Agents are also reporting “sheer joy” in selling stand-alone novels, especially if it’s part of a two-book deal for a second, undefined book—maybe a companion, maybe another stand-alone. “Editors are definitely a bit tired of stories that come in threes,” says Rennert, who described pitching Maggie Stiefvater’s 2011 stand-alone The Scorpio Races (Scholastic Press) as “incredibly fun.”

Adams reports his agency is still completing a lot of three-book deals but often they’re for a “duology and a third book. There was a time when it was actually easier to sell a trilogy than a stand-alone but today it’s probably even odds. Publishers are being more cautious, wanting to see how the first book performs before committing.” Adams also senses the real fatigue may not be from publishers but from the retail market. “I think the backlash is more from book buyers than editors, but it’s still an important consideration.”

Jaffa says shying away from trilogies is also natural in a market that’s hungry for realistic fiction. “A lot of contemporary fiction doesn’t need a sequel. Rainbow Rowell’s book [Eleanor & Park] or Andrew Smith’s Winger [a sports story set at an elite boarding school; S&S]. These are beautifully written, complete stories. I would love to see more of that.”

Growing Pains

Like a teenager who experiences a growth spurt that leaves him a little gangly, YA is still filling out its frame. Rennert is looking forward to seeing YA submissions with more visual elements or multimedia components. And several agents worry about how to lure more male readers into the YA fold, a problem, Rennert says, that results in an unfortunate Catch-22. “Without the readership, there’s a precipitous drop-off in material for older teen boys. “We need more super-smart guy books like Winger,” she says.

Maybe that’s the next big thing? Super-smart guy books?

“People get frustrated because there is no current trend,” says Bourret. “Everyone has to rely on their own personal taste and instincts as opposed to following whatever’s hot. But no one ever knows what the next big thing is going to be. We only know it when it happens.”

What Turns an Agent On

Agents are constantly deluged with submissions, so we asked them what they’d be thrilled to find in their in-box. Here’s a selection:

Josh Adams: “Something unforgettable and completely unexpected. I don’t want to see more of the same. I never know what I’ll fall in love with until I read it!”

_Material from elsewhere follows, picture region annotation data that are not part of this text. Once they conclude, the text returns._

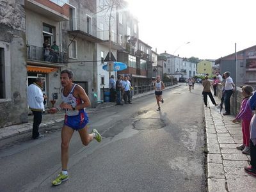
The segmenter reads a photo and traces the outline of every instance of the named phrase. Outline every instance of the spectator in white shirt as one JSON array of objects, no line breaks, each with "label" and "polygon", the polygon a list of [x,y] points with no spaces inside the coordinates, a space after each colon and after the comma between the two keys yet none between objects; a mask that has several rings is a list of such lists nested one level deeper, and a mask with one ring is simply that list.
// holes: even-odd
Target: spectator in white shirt
[{"label": "spectator in white shirt", "polygon": [[224,76],[226,79],[224,98],[225,109],[226,112],[223,113],[223,115],[230,115],[230,97],[235,90],[235,84],[233,82],[233,79],[230,77],[230,73],[229,72],[225,72]]},{"label": "spectator in white shirt", "polygon": [[38,129],[42,122],[42,113],[44,111],[44,100],[47,99],[46,95],[44,95],[42,92],[44,81],[44,79],[38,77],[27,90],[28,104],[34,115],[32,131],[32,138],[34,140],[44,136],[39,133]]},{"label": "spectator in white shirt", "polygon": [[126,76],[124,77],[124,81],[122,81],[122,87],[124,90],[124,103],[125,104],[132,104],[131,102],[131,91],[130,91],[130,85],[131,83],[127,80],[127,77]]}]

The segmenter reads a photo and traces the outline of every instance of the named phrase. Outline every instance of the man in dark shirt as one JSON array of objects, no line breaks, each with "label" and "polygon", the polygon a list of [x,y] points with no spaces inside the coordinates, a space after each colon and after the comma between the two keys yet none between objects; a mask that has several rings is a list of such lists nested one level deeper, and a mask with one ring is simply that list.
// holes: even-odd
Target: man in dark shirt
[{"label": "man in dark shirt", "polygon": [[117,77],[117,81],[116,82],[116,105],[122,106],[121,103],[121,91],[122,91],[122,83],[121,83],[121,76],[118,76]]}]

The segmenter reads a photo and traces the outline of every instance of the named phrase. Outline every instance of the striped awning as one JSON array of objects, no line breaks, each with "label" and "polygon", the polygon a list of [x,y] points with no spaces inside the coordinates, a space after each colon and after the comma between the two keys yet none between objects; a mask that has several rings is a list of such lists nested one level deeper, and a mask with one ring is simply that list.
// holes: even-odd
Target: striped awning
[{"label": "striped awning", "polygon": [[53,68],[53,67],[27,65],[27,71],[31,72],[49,74],[52,72],[56,71],[56,70],[57,70],[56,68]]}]

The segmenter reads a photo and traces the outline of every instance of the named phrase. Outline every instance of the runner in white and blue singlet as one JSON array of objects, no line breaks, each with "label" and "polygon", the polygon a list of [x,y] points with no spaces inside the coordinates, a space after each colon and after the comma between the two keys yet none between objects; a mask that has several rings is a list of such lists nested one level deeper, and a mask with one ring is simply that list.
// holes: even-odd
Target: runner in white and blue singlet
[{"label": "runner in white and blue singlet", "polygon": [[164,84],[163,81],[161,81],[160,76],[156,77],[156,81],[154,83],[154,88],[155,89],[155,95],[156,99],[156,102],[158,106],[157,111],[160,111],[160,102],[164,103],[164,100],[162,98],[162,90],[164,89]]},{"label": "runner in white and blue singlet", "polygon": [[51,108],[48,112],[55,113],[60,109],[65,109],[66,115],[64,125],[61,129],[61,165],[62,171],[52,182],[57,186],[68,179],[67,171],[68,161],[68,146],[75,130],[79,133],[82,143],[88,145],[93,138],[101,141],[101,136],[96,129],[91,134],[88,132],[88,117],[84,108],[90,106],[91,102],[84,90],[79,85],[72,83],[73,72],[69,70],[61,72],[61,81],[63,86],[63,102],[59,107]]},{"label": "runner in white and blue singlet", "polygon": [[64,124],[77,131],[84,128],[89,122],[87,113],[84,111],[84,109],[79,110],[73,110],[77,106],[83,103],[81,98],[76,98],[73,95],[74,90],[77,84],[73,84],[71,92],[65,97],[63,94],[64,88],[62,90],[61,98],[64,103],[70,104],[72,107],[72,110],[66,109],[66,115],[65,116]]}]

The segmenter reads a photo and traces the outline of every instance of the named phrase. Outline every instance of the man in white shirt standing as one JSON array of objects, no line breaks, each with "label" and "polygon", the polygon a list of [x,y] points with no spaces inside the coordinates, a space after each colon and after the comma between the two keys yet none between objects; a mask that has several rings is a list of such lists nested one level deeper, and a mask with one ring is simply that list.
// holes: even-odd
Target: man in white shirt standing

Jenny Bent: “I love a good fairy-tale retelling but, at this point, it would need to be a really original retelling. I’d love something else along the same lines as Splintered [by A.G. Howard], which took Alice in Wonderland and made it really dark.”

Michael Bourret: “Something unique, surprising, challenging, original, and smart, but also accessible and unpretentious.”

Sara Crowe: “I’d love to find a contemporary YA with a big story like [Maria Semple’s] Where’d You Go, Bernadette. And a love story. I would also like something noir or gothic—a horror or mystery. And a crime novel as good as John Ford’s The Morgue and Me.”

Molly Jaffa: “I’d love a contemporary novel with a fresh concept and stellar writing that stays with me long after I’ve read it, like Rainbow Rowell’s Eleanor & Park and Andrew Smith’s Winger. In middle grade, I’d like to see something that makes me cry while still being a fun read (Wendy Mass’s Jeremy Fink and the Meaning of Life is an all-time favorite).”

Laura Rennert: “I’m always excited about incredibly strong work in any category or genre, but right now I’d be most excited to find an incredible contemporary YA, something at the nexus of literary and commercial, character-driven, rich in figurative language, with a high-concept hook. Something where a lot is at stake for the main character. I’m a fantasy girl at heart, so I’m always open to that, but my favorite is where the fantasy is grounded and intelligent, more about character rather than world building, along the lines of Maggie [Stiefvater’s] work. And I’d love to see a YA with intriguing visual elements. Teens are so visually oriented. I feel like there’s an opportunity there, especially with multimedia. There are so many different ways you could execute the visuals.”